Here’s what you’ll need to make this divine Banana Bread;
- 100g softened butter
- 175g caster sugar
- 225g self-raising flour
- 2 tbsp milk (that means tablespoon, aka the massive spoon!)
- 2 mashed bananas (the riper the better. I mean look at mine, I waited until mine went brown. Top tip: they’re easier to mash then!)
- A handful of Chocolate Chips (I picked up these Dr.Oetker Jumbo Choc Chips from Tesco and realistically ended up putting half the bag)
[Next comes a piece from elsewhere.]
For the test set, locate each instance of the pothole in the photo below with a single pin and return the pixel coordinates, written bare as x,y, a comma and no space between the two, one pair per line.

You’re also going to need a baking tin or mould to bake your banana bread goodness in. I bought a silicone mould years ago, very similar to this Silicone Loaf Pan from Dunelm. Alternatively, you could use any metal loaf tin just make sure it’s a 900g/2lb tin. I personally prefer the silicone mould as it makes like a whole lot easier when it comes to removing your bread once it’s been baked. There was no need for any tin liners or greasing.
You’re also going to need;
- A mixing bowl
- Something to mix your ingredients. This would be either an electrical or manual whisk or if you’re old fashioned and love the hard work like me – a fork.
How to bake your bread
- Pre-heat your oven to 180°C/350°F/Gas Mark 4
- Measure out all of your ingredients Side note: I like to measure all of the powdered items and mix them first. Slightly odd I know, but once you’ve measure out that butter and you try to measure flour on top of that, your scales or whatever you’re using just gets all sticky and congealed for no reason
- Mix them all together until you have a relatively thick but slightly gooey texture (i.e. It shouldn’t easily run off of a spoon)
- Chuck a handful of chocolate chips in and mix
- Carefully pour your mixture into your mould or tin
- Pop it in the oven
- Leave to bake for 55 minutes – 1 hour
Side note: make sure you do not open the oven door until your time is almost up. Why? Because if you do, the sudden rush of cool air will cause your bread to drop, therefore not giving you that cool domed, broken bread effect on top. How it should look.
When you think your, by now, deliciously smelling banana bread with chocolate chips is ready, simply place a skewer or I like to use a clean normal knife, right into the centre of the bread. When you remove it, the knife (or skewer) should be completely clean. If it is, great news!
Your banana bread is ALMOST ready to be eaten.
Don’t do it kids, it’s a trap. It’ll be bloody hot!
If it doesn’t come out clean, it’ll look a little gooey, pop your baking tray back in the oven for a couple of minutes. All you’re essentially doing is checking that it’s baked all the way through. No one likes an overly soggy banana bread!
Once you’ve taken your bread from the oven, pop on the side and leave to cool for a minute or two. Then simply turn over and place on, ideally a cooling rack, but I get that not everyone owns one. Pop it on a cool plate.
Slice it into thick slices and serve.
And there you have it. I’m glad I came across that post on Knackered by Chaos. It’s cool to be reminded every once in a while that it’s refreshing to try something new. The results, well I haven’t quite perfected my banana bread, but damn it does taste good!